CHARLESTON-BASED artist Mary Edna Fraser comes to One Hundred Miles this Friday to display her artwork and help raise awareness about change.
Fraser’s story is anything but typical—she flies her family’s vintage airplane over the coast and photographs the coastline, then creates a batik print on silk.
“I chose [batik on silk] because it’s atmospheric, like looking out of the plane, and I can roll it up and take it with me,” explains Fraser.
“I always loved photography and I loved being in my family’s plane,” Fraser says. “It’s a 1946 air coupe. I actually began my real life work in Savannah flying with my brother, and a local photographer, Nancy Heffernan, told me I could make a living looking out of airplanes and photographing them and then making art from the photographs. It was then that I coined the name ‘Islands from the Sky.’”
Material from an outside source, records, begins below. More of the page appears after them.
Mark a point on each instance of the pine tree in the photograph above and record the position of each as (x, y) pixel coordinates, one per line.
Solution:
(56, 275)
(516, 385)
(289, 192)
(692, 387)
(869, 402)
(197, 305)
That body of work became SCAD’s first exhibition in 1981.
“We hung it in a gymnasium that was turned into a library and we hung silks from the rafters,” Fraser recalls.
Fraser’s biggest show, though, was “Aerial Inspirations” at the Smithsonian Air and Space Museum in 1994.
“That’s the biggest audience in the world, ever,” she says. “When I was a young woman, I met Orrin Pilkey [Professor Emeritus of Earth and Ocean Sciences at Duke University], and he did a book called ‘The Beaches are Moving,’ and I asked hid his words could be put with my art. That was 1994 and the beginning of our work together.”
That relationship with Pilkey yielded another book, “Global Climate Change,” with Duke University Press.
“Art can activate people to be involved and interact with climate change,” Fraser says. “[Climate change] is a daunting subject at best, and it’s a tragic subject as well. But like when people are alcoholics, you can’t just pretend it doesn’t exist. It’s the elephant in the room, affecting all our coastal cities. I think it’s really important to talk about it and work with it.”
During her artist talk at One Hundred Miles, Fraser will show the silks she uses to teach about climate change, but she’ll also show some expectations of what our area will look like in the years 2035, 2048, 2050, and 2100.
“It’s pretty grim,” she admits. “Every year because of sea level rise, it just gets a little bit deeper. For instance, in 2050, Tybee on the north end will still be above sea level, but Little Tybee will not be. On LaRoche Avenue, the water will be up to that.”
Fraser has always been passionate about preserving our coastline and raising awareness about climate change.
“If someone says it’s fake news and it’s not real, I’d say, ‘Well, you should go to the Union of Concerned Scientists and look at the science, the reality of it yourself,’” Fraser says. “That’s a big part. What I share a lot is how to be an environmental activist and how to raise consciousness and get your legislators to listen to you. When [Pilkey and I] wrote our book in 2011, not many people believed in climate change. Now, 75% of Americans believe. A lot of it is the educational process.”